My GP wasnt sure so gave me chlormaphenicol eye drops (it doenst feel like an infection though) and I have a very good opthalmologist who thought it was an allergic reaction to something so have eye drops and oral anti histamines.
I started letrozole around the same time so I dont know if this is lingering effects of docetaxel - has anyone else experienced this? - or is it the letrozole?

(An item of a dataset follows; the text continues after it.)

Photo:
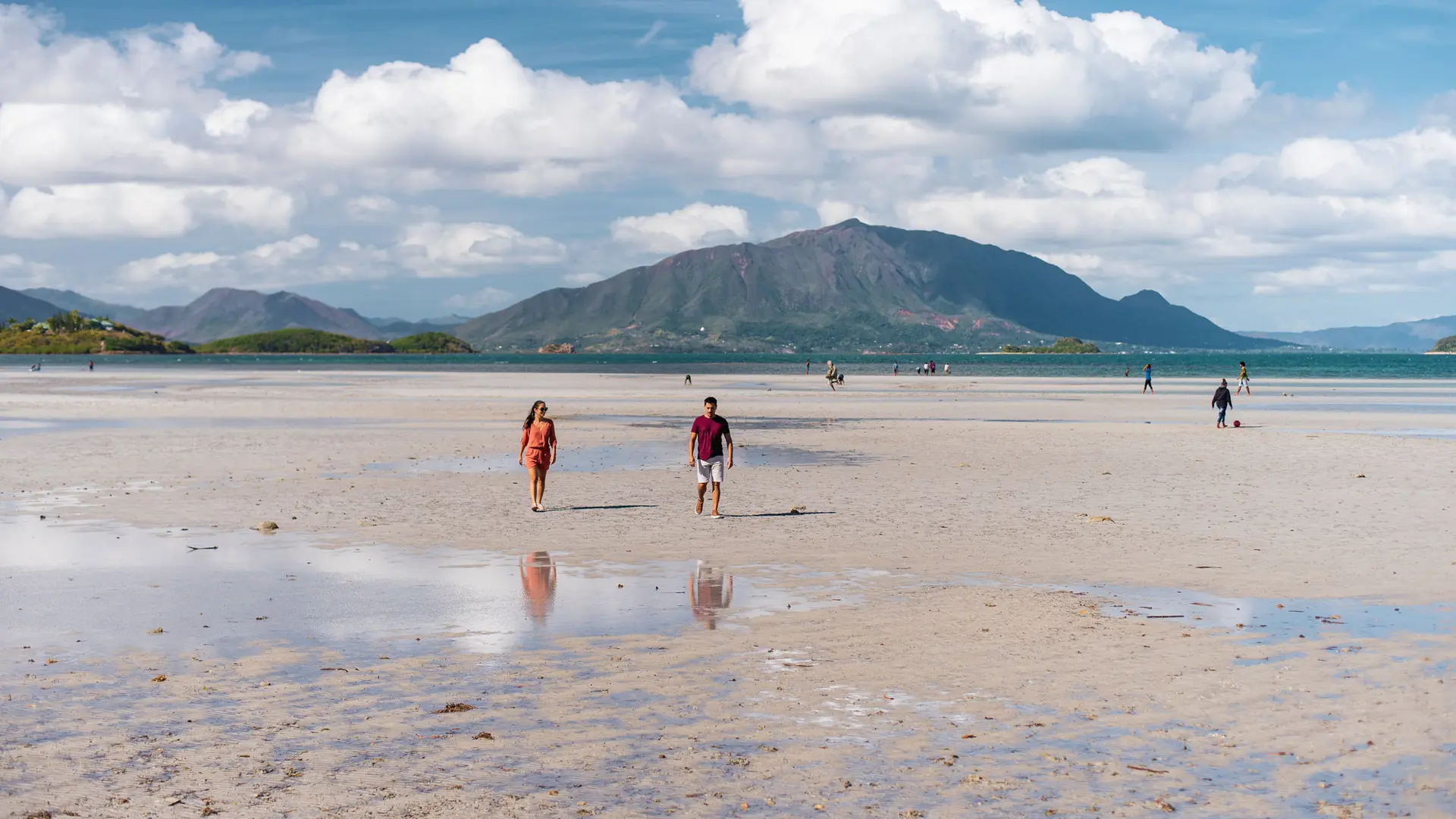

You brightened up my morning. I am about to start my fourth cycle of FEC-T the T part although I'm not sure if I'm having the whole lot as in the FEC part also or is it just the T? This was the reason I came on here to find out more when I came across your hilarious account of chemo. We have to laugh at ourselves to get through it and you're right, there is always one day where you just cry and tell yourself you want to die. I dread nausea, weakness, the bone aches, the tiredness and the watery eyes, and I can't wait until that stops I can tell you. Don't get me started on the injections although they are doing good they make me feel like utter crap. I still have a blue boob and i've become quite attached as I've never had a tattoo before but its now fading and I feel kind of sad about that in some weird way? I know you wrote this master piece over a year ago but it was so well written that I had to contact you and just say I hope you're in a better place now and all is well.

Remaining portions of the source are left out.